Extraction and transformation data from gitHUB by gitHUB API.


>[Install extra library](#scrollTo=YmqZtuFVDKpJ)

>[Import necessary libraries](#scrollTo=6cbXaYaPDOcZ)

>[Authorization](#scrollTo=1bcx6Dv43kya)

>[Rate limit](#scrollTo=9-9rL5nO8ec1)

>>>[Control primary rate limit](#scrollTo=9-9rL5nO8ec1)

>>>[Control secondary rate limit](#scrollTo=9-9rL5nO8ec1)

>[Pagination](#scrollTo=bM0YMTqccpbi)

>[Collection](#scrollTo=6whHRGT5Djsz)

>>[Search repo](#scrollTo=Y1jAzGUmL13T)

>>[Collect all commits by the repositories](#scrollTo=j4yADKNsBKP-)

>>[Collect repo's content from main branch from main page](#scrollTo=l0cR_VFzhjCP)



# Install extra library

In [None]:
# install extra library for auth
!pip install python-dotenv

# Import necessary libraries

In [2]:
# import necessary libraries
import requests
import pandas as pd
from dotenv import load_dotenv
import json
import os
from datetime import datetime
import re
import time


# Authorization

Prepare .env file:<br>
GITHUB-TOKEN=Bearer YOUR TOKEN<br>
VERSION=API VERSION<br>
- Bearer YOUR TOKEN -  that fine-grainted token. [Create token](https://docs.github.com/en/authentication/keeping-your-account-and-data-secure/managing-your-personal-access-tokens#creating-a-fine-grained-personal-access-token)
- set the api version. [Supported version](https://docs.github.com/en/rest/about-the-rest-api/api-versions?apiVersion=2022-11-28#supported-api-versions)

Save it in folder

Check authorization using next

In [None]:
# check .env file
def check_auth_headers():
    # load environment variables .env
    load_dotenv(".env")

    # Extract variables
    api_token = os.getenv("GITHUB-TOKEN")
    api_version = os.getenv("VERSION")
    check_exist = 'You fill .env'
    check_auth_headers_flag = True

    if api_token is None or api_version is None:
        check_exist = 'Error - you miss token or version, check .env'
        check_auth_headers_flag = False

    return check_exist, check_auth_headers_flag, api_token, api_version
check_auth_headers()
print(f'token - {check_auth_headers()[2]}', f'version - {check_auth_headers()[3]}', sep = '\n')


# Authenticating to the REST API
def autorization():
    if check_auth_headers()[1] is False:
        return check_auth_headers()[0]

    else:
        url = "https://api.github.com/octocat"
        headers = {
        'Accept': 'application/vnd.github+json',
        'Authorization': check_auth_headers()[2],
        'X-GitHub-Api-Version': check_auth_headers()[3]
        }
        response = requests.request("GET", url, headers=headers)
        if response.status_code == 200:
            return headers
        else:
            return print(f'Authentication failed.
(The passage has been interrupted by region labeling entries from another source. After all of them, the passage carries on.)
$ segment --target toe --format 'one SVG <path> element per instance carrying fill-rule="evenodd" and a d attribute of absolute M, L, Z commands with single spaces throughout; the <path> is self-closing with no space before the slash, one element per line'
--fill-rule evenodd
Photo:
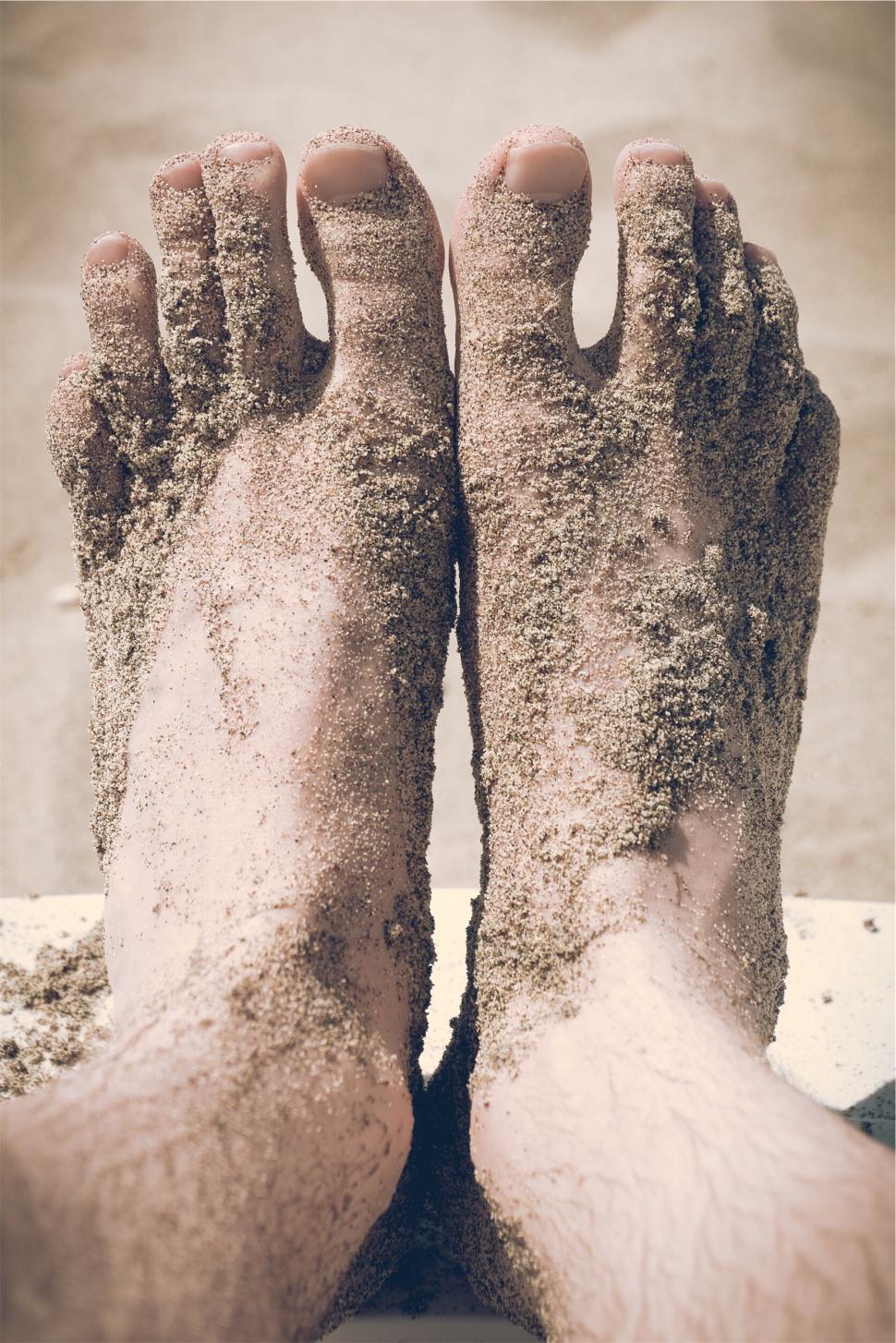
<path fill-rule="evenodd" d="M 204 410 L 220 388 L 226 318 L 215 266 L 215 220 L 199 156 L 179 154 L 163 164 L 149 197 L 161 246 L 165 364 L 179 400 Z"/>
<path fill-rule="evenodd" d="M 746 439 L 768 477 L 776 479 L 803 403 L 803 357 L 797 302 L 774 252 L 747 243 L 747 278 L 754 302 L 754 348 L 743 404 Z"/>
<path fill-rule="evenodd" d="M 492 149 L 451 230 L 463 357 L 578 352 L 572 281 L 590 227 L 591 173 L 575 136 L 528 126 Z"/>
<path fill-rule="evenodd" d="M 697 179 L 693 238 L 700 294 L 695 373 L 720 426 L 744 392 L 754 313 L 737 207 L 723 183 Z"/>
<path fill-rule="evenodd" d="M 47 447 L 71 500 L 75 548 L 85 564 L 110 549 L 124 504 L 124 471 L 90 393 L 89 369 L 87 355 L 67 359 L 47 410 Z"/>
<path fill-rule="evenodd" d="M 837 481 L 840 419 L 815 375 L 806 371 L 803 381 L 803 402 L 780 477 L 782 522 L 799 545 L 821 545 Z"/>
<path fill-rule="evenodd" d="M 93 346 L 93 395 L 133 465 L 149 465 L 169 411 L 153 263 L 126 234 L 103 234 L 85 257 L 81 297 Z"/>
<path fill-rule="evenodd" d="M 263 136 L 223 136 L 203 154 L 201 171 L 238 395 L 251 406 L 277 406 L 298 388 L 304 334 L 283 156 Z"/>
<path fill-rule="evenodd" d="M 369 130 L 340 126 L 302 156 L 298 222 L 326 294 L 337 383 L 371 369 L 445 396 L 445 252 L 433 204 L 404 157 Z"/>
<path fill-rule="evenodd" d="M 617 158 L 614 177 L 619 371 L 668 381 L 684 371 L 700 316 L 693 164 L 677 145 L 638 140 Z"/>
Status code: {response.status_code}')

autorization()

# Rate limit
- **Primary rate limit** <br>
for personal autherisation users 5000 requests per hour. <br>[Check](https://docs.github.com/en/rest/using-the-rest-api/rate-limits-for-the-rest-api?apiVersion=2022-11-28#primary-rate-limit-for-authenticated-users)
- **Secondary rate limit**
-- No more than 100 concurrent requests are allowed
-- No more than 900 points per minute are allowed for REST API endpoints
-- No more than 90 seconds of CPU time per 60 seconds of real time is allowed.
-- Make too many requests that consume excessive computing resources in a short period of time.<br>
[Check](https://docs.github.com/en/rest/using-the-rest-api/rate-limits-for-the-rest-api?apiVersion=2022-11-28#about-secondary-rate-limits)
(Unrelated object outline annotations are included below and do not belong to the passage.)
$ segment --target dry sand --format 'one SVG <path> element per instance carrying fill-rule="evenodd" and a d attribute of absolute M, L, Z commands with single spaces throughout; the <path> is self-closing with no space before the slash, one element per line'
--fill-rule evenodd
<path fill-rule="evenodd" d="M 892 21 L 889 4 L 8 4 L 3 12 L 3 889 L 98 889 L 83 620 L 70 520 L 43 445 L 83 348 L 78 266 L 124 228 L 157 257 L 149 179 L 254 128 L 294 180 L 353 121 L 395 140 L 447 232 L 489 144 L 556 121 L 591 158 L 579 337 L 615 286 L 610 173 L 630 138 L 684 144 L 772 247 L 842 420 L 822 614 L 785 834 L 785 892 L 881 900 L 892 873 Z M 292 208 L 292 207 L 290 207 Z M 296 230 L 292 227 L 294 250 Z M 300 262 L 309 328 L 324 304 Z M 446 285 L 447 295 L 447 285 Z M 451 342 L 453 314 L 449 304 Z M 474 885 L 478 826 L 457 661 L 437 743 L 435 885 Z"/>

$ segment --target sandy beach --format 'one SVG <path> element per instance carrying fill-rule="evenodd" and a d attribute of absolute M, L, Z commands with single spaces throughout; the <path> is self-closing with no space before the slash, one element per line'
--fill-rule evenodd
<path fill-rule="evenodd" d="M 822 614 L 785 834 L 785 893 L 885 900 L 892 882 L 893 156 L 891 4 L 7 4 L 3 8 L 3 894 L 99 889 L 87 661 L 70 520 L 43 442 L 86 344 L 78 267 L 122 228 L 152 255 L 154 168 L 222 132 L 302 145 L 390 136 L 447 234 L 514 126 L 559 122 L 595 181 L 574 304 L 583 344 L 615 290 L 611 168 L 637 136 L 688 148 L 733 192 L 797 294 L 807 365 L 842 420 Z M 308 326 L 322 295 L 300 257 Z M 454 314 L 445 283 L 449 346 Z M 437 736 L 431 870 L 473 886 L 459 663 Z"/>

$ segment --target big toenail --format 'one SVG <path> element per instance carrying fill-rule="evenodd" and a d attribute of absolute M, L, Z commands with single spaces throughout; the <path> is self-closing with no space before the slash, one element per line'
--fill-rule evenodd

### Control primary rate limit
-- x-ratelimit-remaining header from response should be more then 0
-- when x-ratelimit-remaining header is 0, the next request should be after x-ratelimit-reset time

### Control secondary rate limit
-- If the retry-after response header is present, you should not retry your request until after that many seconds has elapsed.

# Pagination
- Some endpoints have the pagination.<br>
If the endpoint has the page parameter in response headers you find the header [Link](https://docs.github.com/en/rest/using-the-rest-api/using-pagination-in-the-rest-api?apiVersion=2022-11-28)
-- page - just the current page number
-- per_page - number of objects per page will returned

# Collection

## Search repo
- 30 per page
- 30 request fine-granted
- serch only by name
- exrtact the owner login and repo names

In [None]:
# Set the prompt for searching repo
max_length = 256

while True:
    user_input = input("Type prompt (less than 256 symbols): ")
    if len(user_input) <= max_length:
        break
    else:
        print(f"Too long! Max length — {max_length}. Repeat.")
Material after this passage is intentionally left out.